This Court of Justice of the European Union (CJEU) case looked at the meaning of ‘supply of services’ (advertising and loan broking services) and the economic and commercial reality of transactions, specifically in relation to abusive practices and transactions with the sole aim of obtaining a tax advantage.

Background

Mr Newey was a loan broker, established in the UK and trading under the business name Ocean Finance. The broking services supplied by him were, in accordance with Article 13B(d) of the Sixth Directive, exempt from VAT. By contrast, the advertising services supplied to Mr Newey in the UK, which were intended to attract potential borrowers, were subject to VAT, with the result that the VAT thereon was not recoverable.

Mr Newey incorporated the company Alabaster (CI) Ltd (‘Alabaster’), which was established in Jersey, a territory in which the Sixth Directive does not apply, and granted that company the right to use the business name Ocean Finance. Mr Newey was the sole shareholder of that company. Alabaster employed at least one person on a full-time basis and had its own management, comprising of persons resident in Jersey with no direct experience of broking. Under Alabaster's constitution and the law in force in Jersey, those directors were responsible for managing and exercising the powers of Alabaster and Mr Newey played no direct part in its management.

Broking contracts were concluded directly between the lenders and Alabaster, with the result that the broking commissions were paid not to Mr Newey, but to that company. However, Alabaster did not itself process the loan applications, but used Mr Newey's services for that purpose. These services were provided, under a sub-contract agreement by his employees carrying on their business activities in the UK.

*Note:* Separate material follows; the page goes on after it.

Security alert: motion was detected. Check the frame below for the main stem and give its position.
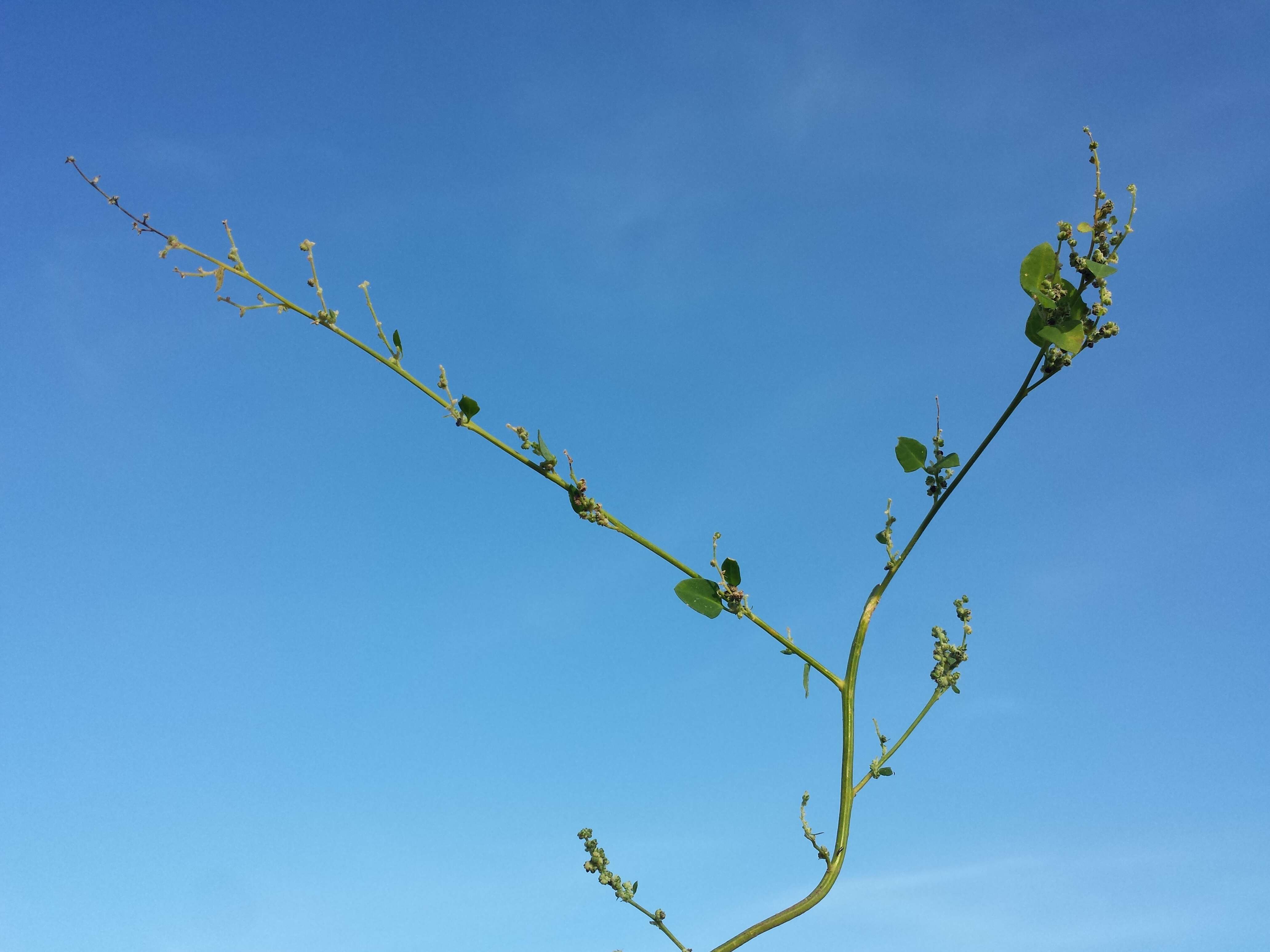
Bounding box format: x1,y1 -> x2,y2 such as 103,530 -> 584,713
713,350 -> 1044,952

That agreement contained a list of services Mr Newey was to provide which essentially covered all the processing tasks for the loan broking business. Under that agreement, Mr Newey also had the power to negotiate the terms of the contracts concluded between Alabaster and the lenders.

In practice, potential borrowers contacted Mr Newey's employees directly in the UK and they then processed each file and sent the applications satisfying the credit eligibility criteria onwards to Jersey to Alabaster's directors for authorisation.

The advertising services were provided by a company not connected with Alabaster but also established in Jersey. That company itself obtained those advertising services from advertising agencies established in the UK. Under the law in force in Jersey, the payments made by Alabaster to the Jersey advertising company were not subject to VAT.

Under the arrangement, Mr Newey was not entitled to use the advertising services on behalf of Alabaster and he assumed no liability for payment of the services provided by the Jersey based advertising company. However, he had the power to approve the content of the advertisements and in practice actually met with one of the advertising company's employees working in the UK to do so.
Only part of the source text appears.